Updated: Apr 2, 2019
Wondering who this new celebrity chef Hattie Holter is? Don’t bother searching for her on the internet! Hattie Holter and her husband Frank owned a homestead farm in Burnett County, Wisconsin. Their farm was the last house we passed on our way to our family cabin in the area. As a child in the 1970’s and 80’s one of my favorite cabin memories was the Arna Town Hall Bake sale each Saturday from the first weekend of May to Labor day. Local residents would bake all sorts of family favorites – bread, dinner rolls, pies, cakes, cookies, brownies, doughnuts, jams, jellies and more. You could also buy fresh eggs and any fruit that was in season. It was such a treat to drive down the dirt road and walk into the old town hall – visit with the retired farmers and their wives, share a cup of percolator coffee (Frank would say “Just a dime in the kitty buys you a cup of joe!”) and listen to the local gossip.
And then there was the business part – picking out the dessert for the evening meal at the cabin, or the eggs for breakfast the next morning. My favorite were the rare homemade cake donuts – Marie, a lovely white haired lady from the Town of Markville made them just before opening time – since she lived across the road from the town hall… they moved fast and we had to get there early, But even if we missed out on the doughnuts, there were always other desserts – cakes, sweet breads, coffee cakes, and bars.
But the pies were the crowning glory of the bake sale. Following seasonal produce schedule, we were treated to all sorts of fruit pies – Raspberry, strawberry, blackberry, apple and more. The berries came from the brambles that line the dirt roads in Pine and Burnett Counties (which we still harvest from every year)… Apples came from apple trees originally planted by homesteaders in the earlier part of the century – they were far from the “fruit stand beauties” we know of today!
Now – Specifically Hattie’s Strawberry Rhubarb Pie – so special because Rhubarb and strawberries were the first fruit available in the spring season. Every farmhouse had a rhubarb plant in the yard and it sprung to life before the final snow melted. Hattie and Frank’s farm also had a wild strawberry patch next to the barn – and while the strawberries were tiny little alpine variety – no bigger than the tip of your pinky finger – they packed a great punch of flavor. Some of the first pies of the season were more rhubarb than strawberry!
This Recipe is my version of Hattie’s Pie – developed from my taste bud memories. Pretty simple, really, and I’ve kept the crust a no-fuss fork crimp – down to earth just like the folks I met in Markville on those warm summer days.

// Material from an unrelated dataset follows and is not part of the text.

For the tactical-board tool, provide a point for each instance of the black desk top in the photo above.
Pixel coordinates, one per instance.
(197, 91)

This homespun Strawberry Rhubarb pie is a staple in recipe boxes in the Midwest. Strawberries and added sugar offset the tartness of the rhubarb. A touch of vanilla rounds out the flavor. And of course, the sprinkle of sugar on the crust and a dollop of vanilla ice cream make this a perfect end to an early summer meal! This recipe makes enough filling for a regular 9 inch pie pan. If you would like to create a deep dish version, increase proportions of crust dough, berries, rhubarb, sugar and cornstarch by 25-50%.
2 pods Pappy's Frozen Pie Dough Thawed but still chilled
2 cups fresh strawberries, sliced (Frozen strawberries will work as well)
2 cups fresh rhubarb, sliced
1 cup sugar
5 tablespoons cornstarch
1 teaspoon pure vanilla extract
1/4 teaspoon salt
1 egg for egg wash of the crust
1 tablespoons decorator sugar for crust topping
1. Assemble ingredients and preheat oven to 425 degrees
2. Roll out bottom crust and place in regular 9" pie tin.
3. Combine Rhubarb and Strawberries in a large mixing bowl.
4. Add sugar, cornstarch, vanilla, and salt. Mix well making sure the cornstarch is mixed throughout the fruit.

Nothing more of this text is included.